A real skew symmetric matrix of order $3$ is diagonalizable over $\Bbb{C}$ Let $M$ be a $3$ $\times$ $3$ skew symmetric matrix with real entries.
Then I need to show that $M$ is diagonalizable over $\Bbb{C}$.
This has been my attempt.
The characteristic polynomial will be of degree $3$ and will have real coefficients. So if there are complex roots of this polynomial, they will be in pairs.
Since a skew symmetric matrix can only have eigen values either $0$ or purely imaginary, we can conclude that $0$ will definitely be an eigen value of $M$ since the complex ones are in pairs.
So there are two possibilities:-

*

*Eigen values of $M$ are $z_1, z_2$ and $0$ where $z_1$ and $z_2$ are complex numbers and conjugates of each other. In this case since eigen values are distinct, we can conclude that $M$ is diagonalizable over $\Bbb{C}$.
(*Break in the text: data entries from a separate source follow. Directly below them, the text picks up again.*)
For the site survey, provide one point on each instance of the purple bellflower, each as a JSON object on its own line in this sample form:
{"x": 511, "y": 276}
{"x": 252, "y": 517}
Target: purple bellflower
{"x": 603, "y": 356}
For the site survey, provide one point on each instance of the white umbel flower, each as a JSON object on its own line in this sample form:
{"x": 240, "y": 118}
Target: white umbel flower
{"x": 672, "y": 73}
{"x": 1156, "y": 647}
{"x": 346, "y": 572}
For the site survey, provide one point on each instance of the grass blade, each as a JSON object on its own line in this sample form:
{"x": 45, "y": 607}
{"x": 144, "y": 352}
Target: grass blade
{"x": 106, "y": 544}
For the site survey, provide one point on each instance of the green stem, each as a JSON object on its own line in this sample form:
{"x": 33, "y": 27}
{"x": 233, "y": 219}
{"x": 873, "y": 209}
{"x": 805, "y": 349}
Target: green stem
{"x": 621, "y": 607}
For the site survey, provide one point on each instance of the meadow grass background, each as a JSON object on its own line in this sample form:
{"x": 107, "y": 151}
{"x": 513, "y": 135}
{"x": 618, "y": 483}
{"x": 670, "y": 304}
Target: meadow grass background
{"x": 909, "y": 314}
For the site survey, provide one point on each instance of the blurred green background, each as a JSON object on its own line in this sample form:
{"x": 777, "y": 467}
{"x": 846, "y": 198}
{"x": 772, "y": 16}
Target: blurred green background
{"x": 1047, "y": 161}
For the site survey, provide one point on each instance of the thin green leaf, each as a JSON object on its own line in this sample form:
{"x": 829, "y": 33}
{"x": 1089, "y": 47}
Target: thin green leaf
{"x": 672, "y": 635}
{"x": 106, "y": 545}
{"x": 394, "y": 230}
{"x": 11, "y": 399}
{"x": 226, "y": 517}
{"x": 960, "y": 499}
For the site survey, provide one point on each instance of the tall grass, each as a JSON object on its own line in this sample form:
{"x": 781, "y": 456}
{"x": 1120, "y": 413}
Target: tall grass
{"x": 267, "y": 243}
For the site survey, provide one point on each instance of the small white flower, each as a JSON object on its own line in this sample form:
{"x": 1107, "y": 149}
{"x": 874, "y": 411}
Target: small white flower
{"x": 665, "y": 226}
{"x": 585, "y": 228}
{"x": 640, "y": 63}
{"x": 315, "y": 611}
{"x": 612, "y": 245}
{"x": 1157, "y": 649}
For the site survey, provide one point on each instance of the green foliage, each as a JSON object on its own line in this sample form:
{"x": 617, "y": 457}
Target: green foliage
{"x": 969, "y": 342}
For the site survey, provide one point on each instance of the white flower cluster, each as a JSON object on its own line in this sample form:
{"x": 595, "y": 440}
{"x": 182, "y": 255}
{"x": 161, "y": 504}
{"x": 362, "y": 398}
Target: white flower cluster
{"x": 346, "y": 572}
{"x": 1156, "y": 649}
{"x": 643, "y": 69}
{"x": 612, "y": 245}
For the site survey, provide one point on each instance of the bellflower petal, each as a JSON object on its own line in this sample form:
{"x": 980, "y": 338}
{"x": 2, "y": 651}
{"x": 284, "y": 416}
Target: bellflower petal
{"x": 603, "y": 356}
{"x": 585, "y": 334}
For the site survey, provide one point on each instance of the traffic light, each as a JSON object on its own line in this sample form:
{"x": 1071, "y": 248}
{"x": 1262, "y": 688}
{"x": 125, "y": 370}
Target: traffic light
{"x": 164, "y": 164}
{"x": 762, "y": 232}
*Eigen values are $0, 0, 0$. From here, I can't conclude that $M$ is diagonalizable over $\Bbb{C}$.

I want help in second case.
 A: First of all, the result is immediate if we apply the spectral theorem.
That notwithstanding: with your work, we have reduced our consideration to the case that $A$ is skew symmetric and has only zero as an eigenvalue.  We can see that $A$ must be the zero matrix in this case as follows:
If $A$ is non-zero with a zero-eigenvalue, then it must hold that $A^3 = 0$, which means that we must have $\operatorname{rank}(A^2) < \operatorname{rank}(A)$. However, we note that $A^TA$ has the same rank as $A$. So, if $A$ is ske-symmetric, then
$$
\operatorname{rank}(A^2) = \operatorname{rank}(A(-A^T)) = \operatorname{rank}(-A^TA) = \operatorname{rank}(A^TA) = \operatorname{rank}(A).
$$
A: In the spirit of the proof of the spectral theorem you can argue as follows, in any finite dimension. If $0$ is the only eigenvalue, then (as long as the dimension is positive) you can find a real eigenvector, which by definition spans a subspace stable under the action of $A$. For any matrix, the orthogonal complement of an $A$-staple subspace is $A^T$-stable, but in the skew symmetric case that means $-A$-stable, or just $A$-stable. So you can restrict to that orthogonal complement, and the restriction of that action of $A$ to it still has only $0$ as eigenvalue. So you can continue by induction on the dimension, finding new eigenvectors until you hit dimension $0$ and you have established a basis of eigenvectors for $0$. Which of course means that you had $A=0$ to begin with.